It isn’t too much of a surprise to find out that China has developed a new supercomputer that is deemed to be the fastest in the world. This new supercomputer, called the Sunway TaihuLight, succeeds the Tianhe-2, a supercomputer that is also located in China. However, what differentiates the TaihuLight and the Tianhe-2 is that the TaihuLight is the first supercomputer to be fully powered by Chinese processors.

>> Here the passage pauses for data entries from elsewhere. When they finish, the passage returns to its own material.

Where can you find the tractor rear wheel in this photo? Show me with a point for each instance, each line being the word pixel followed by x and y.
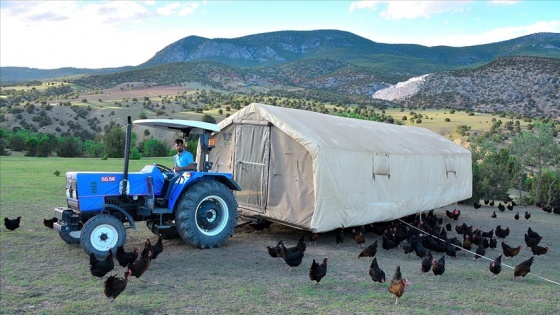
pixel 206 214
pixel 102 232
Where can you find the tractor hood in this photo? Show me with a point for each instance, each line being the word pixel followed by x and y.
pixel 185 126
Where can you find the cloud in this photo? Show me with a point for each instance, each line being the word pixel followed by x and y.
pixel 178 8
pixel 397 10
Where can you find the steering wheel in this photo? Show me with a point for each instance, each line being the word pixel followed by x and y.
pixel 163 169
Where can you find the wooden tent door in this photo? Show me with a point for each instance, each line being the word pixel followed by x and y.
pixel 252 155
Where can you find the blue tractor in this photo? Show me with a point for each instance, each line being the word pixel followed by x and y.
pixel 201 207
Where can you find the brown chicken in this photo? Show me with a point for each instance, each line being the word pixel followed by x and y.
pixel 50 222
pixel 114 285
pixel 12 224
pixel 397 285
pixel 318 271
pixel 376 273
pixel 369 251
pixel 496 266
pixel 523 268
pixel 510 251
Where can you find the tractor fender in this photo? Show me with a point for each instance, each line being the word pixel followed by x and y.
pixel 121 210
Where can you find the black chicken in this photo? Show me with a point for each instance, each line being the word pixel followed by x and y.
pixel 12 224
pixel 50 222
pixel 157 248
pixel 292 259
pixel 523 268
pixel 438 266
pixel 496 265
pixel 138 267
pixel 115 285
pixel 369 251
pixel 99 268
pixel 376 274
pixel 502 233
pixel 318 271
pixel 125 258
pixel 427 262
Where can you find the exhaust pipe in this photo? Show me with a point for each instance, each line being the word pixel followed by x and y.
pixel 124 184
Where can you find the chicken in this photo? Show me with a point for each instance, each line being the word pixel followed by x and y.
pixel 99 268
pixel 339 237
pixel 427 262
pixel 397 285
pixel 496 265
pixel 147 248
pixel 502 233
pixel 532 241
pixel 359 237
pixel 138 267
pixel 539 250
pixel 532 233
pixel 157 248
pixel 114 285
pixel 480 251
pixel 438 266
pixel 369 251
pixel 50 222
pixel 376 274
pixel 318 271
pixel 510 251
pixel 125 258
pixel 292 259
pixel 523 268
pixel 12 224
pixel 273 251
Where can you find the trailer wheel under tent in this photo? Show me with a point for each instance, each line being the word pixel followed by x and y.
pixel 321 172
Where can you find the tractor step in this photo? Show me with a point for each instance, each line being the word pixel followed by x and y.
pixel 159 210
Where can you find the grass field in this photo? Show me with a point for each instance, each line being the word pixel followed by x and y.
pixel 40 274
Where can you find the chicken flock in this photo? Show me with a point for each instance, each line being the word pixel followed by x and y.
pixel 419 235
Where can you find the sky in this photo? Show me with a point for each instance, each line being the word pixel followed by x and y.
pixel 102 34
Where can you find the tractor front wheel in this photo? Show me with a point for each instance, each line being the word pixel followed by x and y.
pixel 206 214
pixel 102 232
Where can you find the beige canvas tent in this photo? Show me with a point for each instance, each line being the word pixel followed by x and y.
pixel 320 172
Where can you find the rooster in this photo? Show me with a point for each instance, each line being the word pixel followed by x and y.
pixel 496 266
pixel 369 251
pixel 125 258
pixel 12 224
pixel 114 285
pixel 99 268
pixel 50 222
pixel 523 268
pixel 397 285
pixel 376 274
pixel 318 271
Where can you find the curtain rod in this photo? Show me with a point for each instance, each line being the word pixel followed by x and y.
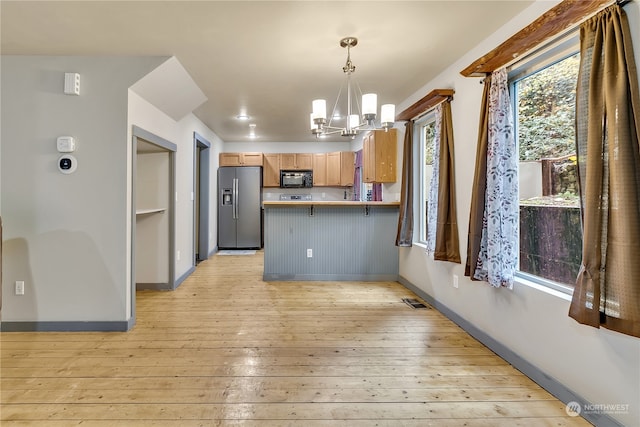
pixel 426 112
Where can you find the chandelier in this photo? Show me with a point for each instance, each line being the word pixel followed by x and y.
pixel 354 124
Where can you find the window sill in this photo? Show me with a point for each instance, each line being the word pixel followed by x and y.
pixel 559 291
pixel 548 287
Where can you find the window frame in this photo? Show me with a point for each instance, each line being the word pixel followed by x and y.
pixel 551 53
pixel 421 214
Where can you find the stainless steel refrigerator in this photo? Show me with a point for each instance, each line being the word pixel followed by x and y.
pixel 239 207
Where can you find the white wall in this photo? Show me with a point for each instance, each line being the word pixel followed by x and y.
pixel 601 366
pixel 64 235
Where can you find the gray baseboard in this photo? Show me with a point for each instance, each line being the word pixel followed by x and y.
pixel 67 326
pixel 153 287
pixel 553 386
pixel 184 277
pixel 330 277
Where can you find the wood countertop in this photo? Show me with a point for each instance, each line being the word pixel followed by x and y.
pixel 273 203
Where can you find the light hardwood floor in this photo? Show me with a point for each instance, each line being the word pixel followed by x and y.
pixel 227 349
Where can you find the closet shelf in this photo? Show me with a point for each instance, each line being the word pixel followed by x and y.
pixel 150 211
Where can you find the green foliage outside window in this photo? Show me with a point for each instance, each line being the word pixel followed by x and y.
pixel 546 110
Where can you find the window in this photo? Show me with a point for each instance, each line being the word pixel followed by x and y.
pixel 425 131
pixel 550 225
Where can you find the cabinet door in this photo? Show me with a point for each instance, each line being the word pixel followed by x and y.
pixel 320 169
pixel 230 159
pixel 386 156
pixel 287 161
pixel 304 161
pixel 271 170
pixel 369 158
pixel 333 169
pixel 347 168
pixel 251 159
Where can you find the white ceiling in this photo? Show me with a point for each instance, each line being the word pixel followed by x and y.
pixel 268 58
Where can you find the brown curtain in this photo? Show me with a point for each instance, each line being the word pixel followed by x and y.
pixel 607 291
pixel 404 237
pixel 479 188
pixel 447 245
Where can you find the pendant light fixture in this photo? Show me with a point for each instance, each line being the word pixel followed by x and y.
pixel 357 119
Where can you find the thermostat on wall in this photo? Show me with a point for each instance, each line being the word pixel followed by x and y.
pixel 66 144
pixel 67 164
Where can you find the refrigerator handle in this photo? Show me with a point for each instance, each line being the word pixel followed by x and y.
pixel 235 198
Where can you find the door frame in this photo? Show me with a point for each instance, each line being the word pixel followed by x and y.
pixel 201 182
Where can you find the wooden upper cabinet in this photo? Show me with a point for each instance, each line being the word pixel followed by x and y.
pixel 292 161
pixel 240 159
pixel 271 170
pixel 347 168
pixel 320 169
pixel 380 154
pixel 334 175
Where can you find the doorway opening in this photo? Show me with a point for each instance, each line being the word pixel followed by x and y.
pixel 201 184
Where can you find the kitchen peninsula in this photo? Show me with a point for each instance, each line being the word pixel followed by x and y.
pixel 330 240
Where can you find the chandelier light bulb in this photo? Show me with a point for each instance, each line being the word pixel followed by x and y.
pixel 387 114
pixel 369 103
pixel 356 121
pixel 319 109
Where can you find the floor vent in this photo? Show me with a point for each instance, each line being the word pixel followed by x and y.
pixel 413 303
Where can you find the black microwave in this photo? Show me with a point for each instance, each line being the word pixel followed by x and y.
pixel 296 178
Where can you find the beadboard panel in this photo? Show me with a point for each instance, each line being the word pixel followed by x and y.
pixel 348 243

Developed by the National Research Center of Parallel Computer Engineering & Technology (NRCPC), the Sunway TaihuLight supercomputer is powered by the ShenWei 26010 processor, a 260-core processor that can produce just over 3 teraflops of computing power. One of these chips can be found in each of the TaihuLight’s 40,960 nodes, giving the supercomputer around 93 petaflops of computing power, which is three time more powerful than the 33.85-petaflop Tianhe-2. Raw horsepower isn’t the only sector that the TaihuLight is beating the Tianhe-2 as the former machine runs at a relatively modest 15.3 megawatts of energy consumption.
The development of the TaihuLight also has its share of irony. According to TOP500, the 2015 US embargo of high-end processors means that the Tianhe-2 was unable to upgrade to Intel’s Xeon Phi processors. It also caused China to step up its processor development, leading to the development of the ShenWei 26010.